Piccola perla la storia di Rudy Salvagnini e Blasco Pisapia (davvero ottimo ai disegni, forse più che in una sua recente storia natalizia), Paperino Paperoga e il ritorno dei pennuti furenti. Al di là dell’ovvio commento (“storia di sapore classico”), fa piacere come la sceneggiatura ruoti di continuo attorno all’interazione tra Paperino e Paperoga senza che questa stanchi il lettore.
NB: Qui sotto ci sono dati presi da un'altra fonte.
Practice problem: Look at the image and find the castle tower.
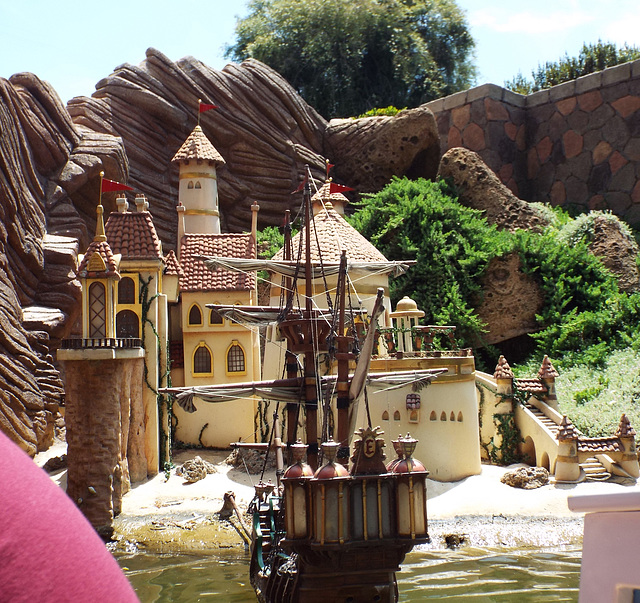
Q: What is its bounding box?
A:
[390,295,424,353]
[172,126,225,238]
[78,204,120,339]
[616,414,640,478]
[538,354,558,410]
[555,415,582,483]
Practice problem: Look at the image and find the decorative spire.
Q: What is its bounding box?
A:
[538,354,559,379]
[556,415,580,442]
[493,356,513,379]
[93,203,107,242]
[616,413,636,438]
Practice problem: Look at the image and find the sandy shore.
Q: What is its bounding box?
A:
[36,445,640,552]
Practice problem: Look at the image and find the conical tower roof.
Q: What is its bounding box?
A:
[274,202,387,263]
[171,126,226,165]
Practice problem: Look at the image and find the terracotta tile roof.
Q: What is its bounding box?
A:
[78,240,120,279]
[171,126,226,165]
[556,415,580,442]
[538,355,559,379]
[513,378,547,394]
[616,414,636,438]
[164,249,184,276]
[493,356,513,379]
[105,211,162,260]
[578,438,623,454]
[180,233,256,291]
[274,203,387,263]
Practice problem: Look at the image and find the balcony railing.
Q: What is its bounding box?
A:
[60,337,142,350]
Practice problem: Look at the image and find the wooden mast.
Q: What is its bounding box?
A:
[304,179,318,471]
[336,250,351,467]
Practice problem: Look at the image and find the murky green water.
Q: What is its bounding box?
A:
[117,547,581,603]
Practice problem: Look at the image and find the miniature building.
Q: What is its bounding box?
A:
[170,126,260,448]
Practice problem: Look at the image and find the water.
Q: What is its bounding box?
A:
[116,546,581,603]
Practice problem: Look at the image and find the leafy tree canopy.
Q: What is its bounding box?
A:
[350,178,640,366]
[226,0,475,118]
[505,40,640,94]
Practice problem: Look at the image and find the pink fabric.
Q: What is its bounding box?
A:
[0,432,138,603]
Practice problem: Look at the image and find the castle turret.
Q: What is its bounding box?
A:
[172,126,225,236]
[555,415,582,482]
[78,204,120,339]
[538,355,558,410]
[616,414,640,478]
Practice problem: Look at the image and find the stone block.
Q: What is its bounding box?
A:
[526,90,550,107]
[444,90,467,111]
[602,63,631,86]
[576,71,602,94]
[549,80,576,102]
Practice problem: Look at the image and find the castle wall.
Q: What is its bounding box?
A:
[59,349,147,532]
[427,60,640,224]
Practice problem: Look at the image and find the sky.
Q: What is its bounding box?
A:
[0,0,640,102]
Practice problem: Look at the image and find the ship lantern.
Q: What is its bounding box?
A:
[312,439,349,544]
[390,434,429,539]
[282,440,313,540]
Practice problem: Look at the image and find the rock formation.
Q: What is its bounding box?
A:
[0,50,439,454]
[69,49,440,248]
[438,147,547,230]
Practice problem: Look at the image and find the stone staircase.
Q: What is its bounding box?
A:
[525,403,611,482]
[580,456,611,482]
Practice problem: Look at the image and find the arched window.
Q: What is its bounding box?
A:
[227,342,246,373]
[193,342,213,375]
[188,304,202,326]
[116,310,140,339]
[118,276,136,304]
[89,283,107,337]
[209,310,224,325]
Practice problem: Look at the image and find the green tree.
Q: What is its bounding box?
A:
[226,0,475,118]
[504,40,640,94]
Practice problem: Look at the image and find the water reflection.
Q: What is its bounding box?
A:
[116,547,581,603]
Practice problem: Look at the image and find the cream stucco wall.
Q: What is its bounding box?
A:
[174,291,260,448]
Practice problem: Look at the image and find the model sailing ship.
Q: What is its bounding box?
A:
[166,176,444,603]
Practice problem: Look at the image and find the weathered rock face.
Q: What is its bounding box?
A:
[477,253,544,345]
[69,49,440,248]
[0,74,126,454]
[438,147,546,230]
[325,106,440,192]
[589,215,640,293]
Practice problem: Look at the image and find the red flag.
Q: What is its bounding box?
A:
[198,101,218,113]
[329,182,355,195]
[291,176,308,195]
[101,178,133,193]
[326,159,335,178]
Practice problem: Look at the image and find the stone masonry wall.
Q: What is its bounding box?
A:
[64,358,146,535]
[427,60,640,225]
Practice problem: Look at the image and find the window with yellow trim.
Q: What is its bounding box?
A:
[118,276,136,304]
[187,304,202,327]
[89,283,107,337]
[227,342,247,373]
[193,343,213,375]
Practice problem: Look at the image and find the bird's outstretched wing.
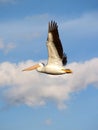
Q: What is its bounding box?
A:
[47,21,67,65]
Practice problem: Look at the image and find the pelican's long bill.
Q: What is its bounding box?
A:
[22,64,40,71]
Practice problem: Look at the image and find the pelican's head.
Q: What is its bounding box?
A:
[22,63,44,71]
[62,69,72,74]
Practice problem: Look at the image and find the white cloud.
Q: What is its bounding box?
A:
[0,58,98,109]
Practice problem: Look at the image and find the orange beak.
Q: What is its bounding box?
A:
[22,64,40,71]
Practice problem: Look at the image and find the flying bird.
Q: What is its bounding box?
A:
[23,21,72,75]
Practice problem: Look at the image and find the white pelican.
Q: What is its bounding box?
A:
[23,21,72,75]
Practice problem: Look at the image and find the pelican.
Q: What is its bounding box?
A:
[23,21,72,75]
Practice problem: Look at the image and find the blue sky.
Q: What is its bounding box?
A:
[0,0,98,130]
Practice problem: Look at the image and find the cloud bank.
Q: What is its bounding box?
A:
[0,0,16,4]
[0,58,98,109]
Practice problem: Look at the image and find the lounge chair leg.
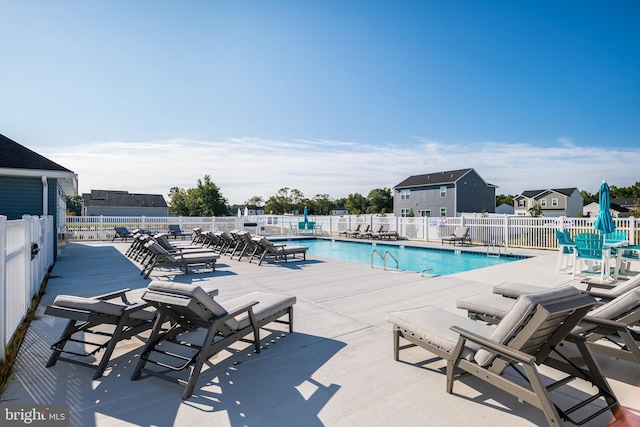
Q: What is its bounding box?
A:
[47,320,78,368]
[523,363,563,426]
[93,314,129,380]
[288,306,293,333]
[393,326,400,362]
[182,328,218,400]
[131,314,168,381]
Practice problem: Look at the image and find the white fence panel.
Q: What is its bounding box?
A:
[67,214,640,249]
[0,216,54,362]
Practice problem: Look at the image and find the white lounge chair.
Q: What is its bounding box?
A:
[131,282,296,399]
[387,286,620,426]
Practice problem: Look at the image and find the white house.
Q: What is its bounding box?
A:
[513,188,584,217]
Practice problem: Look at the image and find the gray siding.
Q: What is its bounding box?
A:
[393,170,496,217]
[86,206,169,217]
[0,176,45,219]
[456,171,496,213]
[394,185,455,217]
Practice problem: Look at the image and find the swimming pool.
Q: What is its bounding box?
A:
[286,239,522,276]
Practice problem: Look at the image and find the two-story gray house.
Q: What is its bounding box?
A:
[0,135,78,257]
[82,190,169,217]
[513,187,584,217]
[393,169,497,217]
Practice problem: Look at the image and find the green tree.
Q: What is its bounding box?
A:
[580,190,598,205]
[67,196,82,216]
[309,194,336,215]
[367,187,393,214]
[169,187,189,216]
[244,196,264,208]
[169,175,228,216]
[496,194,517,206]
[344,193,367,215]
[529,203,542,218]
[264,187,298,215]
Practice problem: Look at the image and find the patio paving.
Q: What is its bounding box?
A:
[2,241,640,427]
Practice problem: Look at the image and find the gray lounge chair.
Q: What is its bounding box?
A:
[347,224,371,238]
[169,224,192,239]
[456,288,640,364]
[131,282,296,399]
[491,274,640,301]
[45,289,155,379]
[249,237,309,265]
[371,225,400,240]
[440,227,471,246]
[338,223,364,237]
[387,286,621,426]
[111,227,133,242]
[140,240,220,279]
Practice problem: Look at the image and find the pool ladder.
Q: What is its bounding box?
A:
[485,240,502,258]
[371,249,400,270]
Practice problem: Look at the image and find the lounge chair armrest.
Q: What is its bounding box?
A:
[587,291,613,301]
[582,316,634,331]
[449,326,536,365]
[582,280,616,292]
[225,301,258,317]
[93,288,131,301]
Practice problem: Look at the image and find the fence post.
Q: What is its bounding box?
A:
[558,216,567,231]
[0,215,8,363]
[20,215,33,320]
[502,214,509,249]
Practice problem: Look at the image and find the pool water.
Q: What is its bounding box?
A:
[286,239,522,276]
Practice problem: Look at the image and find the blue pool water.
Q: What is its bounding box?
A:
[286,239,521,276]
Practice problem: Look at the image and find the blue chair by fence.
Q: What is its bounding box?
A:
[573,233,611,282]
[556,230,576,273]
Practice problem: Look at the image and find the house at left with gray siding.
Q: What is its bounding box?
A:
[82,190,169,217]
[0,134,78,260]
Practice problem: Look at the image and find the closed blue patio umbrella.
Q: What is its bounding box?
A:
[593,181,616,234]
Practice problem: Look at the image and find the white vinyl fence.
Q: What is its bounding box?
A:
[66,214,640,249]
[0,215,54,362]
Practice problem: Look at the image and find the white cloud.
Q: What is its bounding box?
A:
[36,137,640,203]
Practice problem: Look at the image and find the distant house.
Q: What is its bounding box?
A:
[496,203,515,215]
[82,190,169,217]
[513,188,584,217]
[0,135,78,256]
[582,202,629,218]
[393,169,496,217]
[611,197,640,210]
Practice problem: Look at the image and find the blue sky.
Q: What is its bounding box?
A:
[0,0,640,203]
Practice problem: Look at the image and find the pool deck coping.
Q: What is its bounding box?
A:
[3,241,640,427]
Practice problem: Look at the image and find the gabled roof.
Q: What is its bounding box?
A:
[520,187,578,199]
[394,168,473,188]
[0,134,73,173]
[611,197,640,207]
[82,190,167,208]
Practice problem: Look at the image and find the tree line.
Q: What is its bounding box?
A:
[169,175,393,216]
[67,175,640,217]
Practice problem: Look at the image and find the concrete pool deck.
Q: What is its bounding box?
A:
[2,241,640,427]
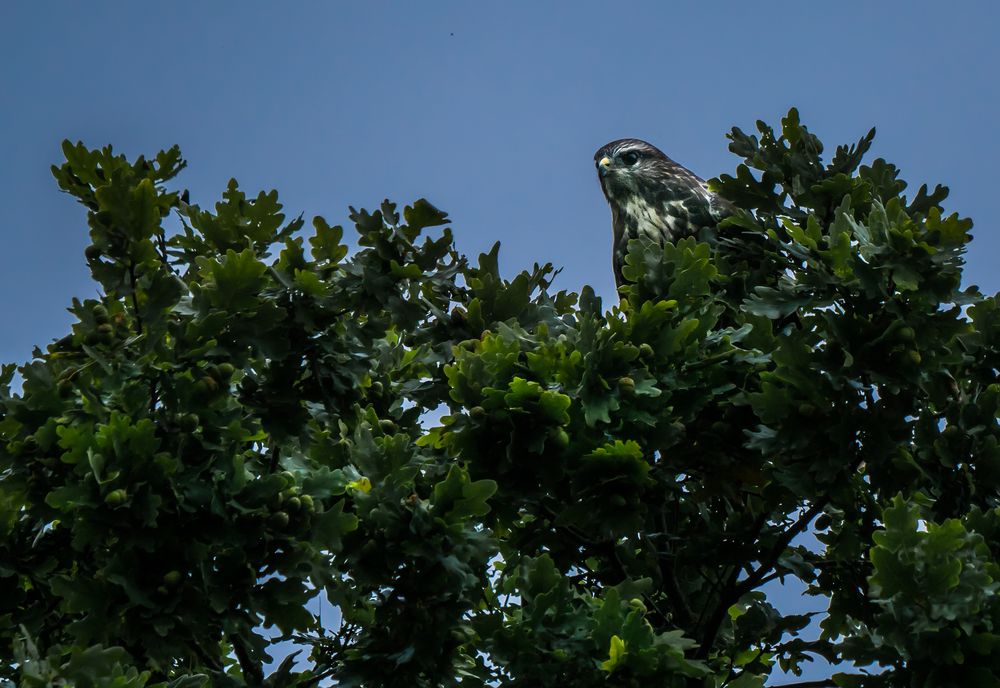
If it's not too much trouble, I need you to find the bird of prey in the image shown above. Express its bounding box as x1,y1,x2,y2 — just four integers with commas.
594,139,733,286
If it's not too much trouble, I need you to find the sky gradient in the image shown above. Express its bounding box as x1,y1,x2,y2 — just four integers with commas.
0,1,1000,684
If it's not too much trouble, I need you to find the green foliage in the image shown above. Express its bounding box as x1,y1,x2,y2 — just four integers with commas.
0,110,1000,688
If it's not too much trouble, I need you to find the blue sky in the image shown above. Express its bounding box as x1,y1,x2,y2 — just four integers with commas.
0,0,1000,684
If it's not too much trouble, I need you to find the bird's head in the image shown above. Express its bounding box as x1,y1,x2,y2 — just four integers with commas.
594,139,672,201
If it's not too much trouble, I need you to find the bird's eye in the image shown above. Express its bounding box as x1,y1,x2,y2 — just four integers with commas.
622,151,639,167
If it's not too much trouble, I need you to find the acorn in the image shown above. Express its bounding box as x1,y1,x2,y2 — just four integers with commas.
549,428,569,449
194,375,219,395
104,489,128,507
267,511,291,530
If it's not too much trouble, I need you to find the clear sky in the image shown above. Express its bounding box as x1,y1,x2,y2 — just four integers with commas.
0,0,1000,684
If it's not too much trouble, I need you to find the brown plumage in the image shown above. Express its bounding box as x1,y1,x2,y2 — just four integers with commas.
594,139,732,286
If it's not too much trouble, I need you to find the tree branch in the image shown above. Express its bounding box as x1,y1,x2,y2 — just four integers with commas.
733,495,830,601
229,633,264,686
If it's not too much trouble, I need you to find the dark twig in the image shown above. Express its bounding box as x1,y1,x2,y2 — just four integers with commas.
229,633,264,686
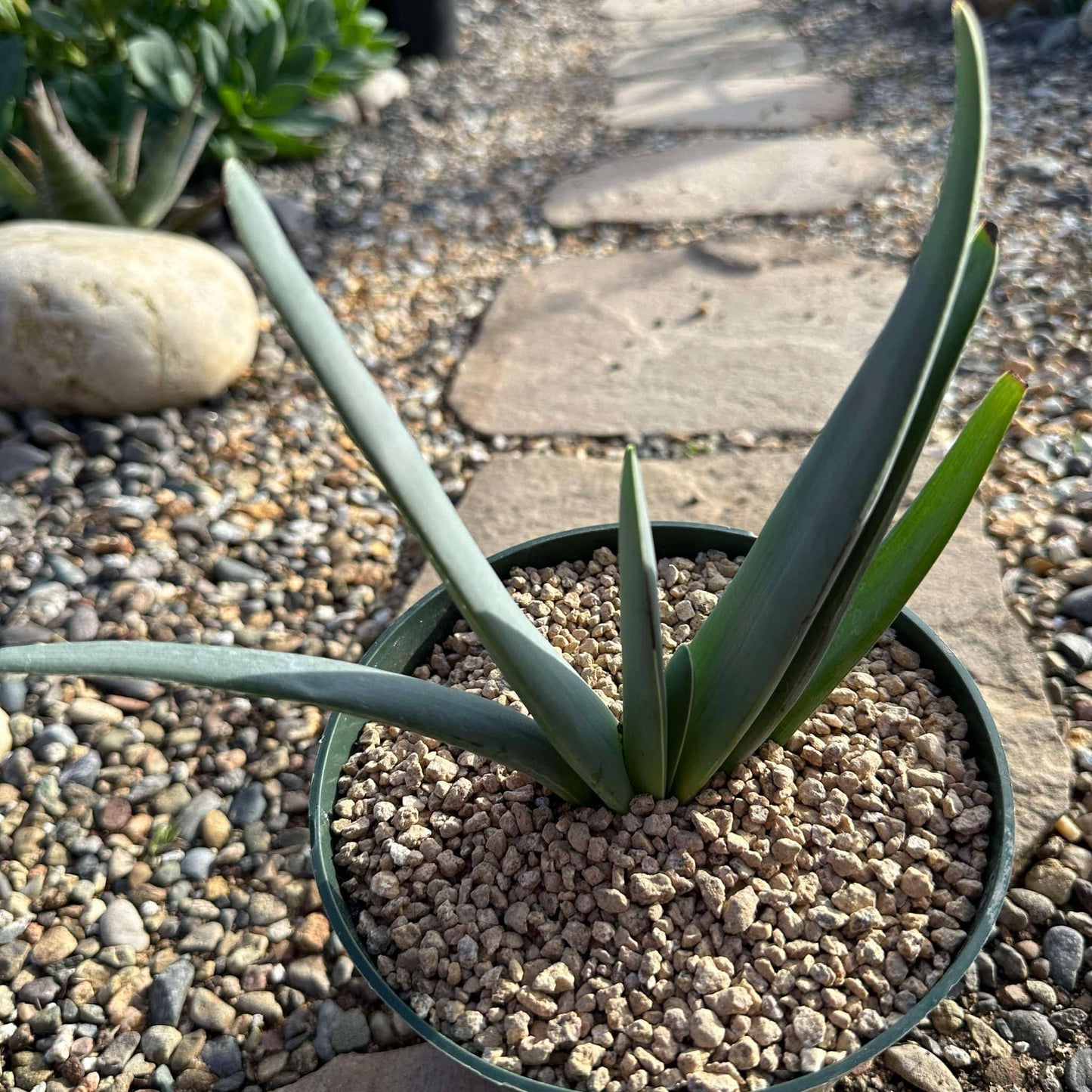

Il trucco è, probabilmente, andare per gradi e somministrare dosi crescenti ma controllate tanto dell’esuberanza di Paperoga quanto dell’accondiscendente entusiasmo di Paperino. E non solo: l’accordo fra i due, inedito ma credibilissimo, è ciò che salva l’umore della storia dal pericolo di un ennesimo teatro del rimpallo di responsabilità di fronte a un banale disastro annunciato; fatto questo sottolineato beffardamente dallo stesso Paperoga in un momento dal sapore dolcemente e discretamente metafumettistico.
L’incubo
Sorprende in positivo Brigitta e il binario dei saluti romantici, di Roberto Gagnor e Ivan Bigarella. Chi dovesse temere la ripetitività spesso associata alla coppia Filo&Brigitta, oppure la stucchevolezza delle trame al miele associate a quest’ultima, può tirare un moderato sospiro di sollievo: c’è sì il refrain della “premiata ditta”, c’è sì la componente romantica, ma sono ben catalizzate dalla verve di Brigitta, resa con una scrittura particolarmente viva e concreta che porta la storia fino in fondo con l’energia necessaria a divertire il lettore.
I disegni di Bigarella appaiono in crescita e rappresentano il vero valore aggiunto: precisi, eleganti, quasi dolcemente vaporosi a tratti, capaci di raccogliere e ammorbidire l’ironia della sceneggiatura salvandola dall’autocompiacimento.
Ed eccoci infine (anzi all’inizio) con una nuova avventura de La ciurma del Sole Nero: Prigionieri dell’oscurità . Si può dire che stavolta Marco Gervasio e Cristian Canfailla calino l’asso imperniando l’episodio su un lungo momento di profondissima inquietudine.
Topolino e compagni si ritrovano improvvisamente prigionieri di alieni che giocano con le loro ombre, in una sequenza dalle genuine e riuscite tinte horror, fissate tanto dalla ributtante viscosità della minaccia quanto dall’uso di vignette “filtrate” in nero, che in parte suggeriscono la prospettiva in assenza di luce (tutto l’episodio è giocato su questo) e in parte, verrebbe quasi da pensare, addirittura il punto di vista degli alieni-ombra.
In ogni tavola serpeggia l’impressione, un po’ troppo sottolineata forse ma comunque interessante, che il capitano celi molti segreti. Trattandosi di Topolino, personaggio limpido per eccellenza, l’idea appare intrigante, nella speranza che non si risolva tutto in una bolla di sapone. Uno di questi misteri coinvolge il vecchio personaggio di Musone: e – ahinoi – il pensiero non può che andare a chi quel personaggio lo scelse come avatar sul nostro forum, quel Francesco Gerbaldo che musone proprio non lo era e che ci ha lasciato ormai (vengono i brividi a scriverlo, tanto non ci si può credere) un mese fa. Ciao Gerba, ancora una volta, ci manchi.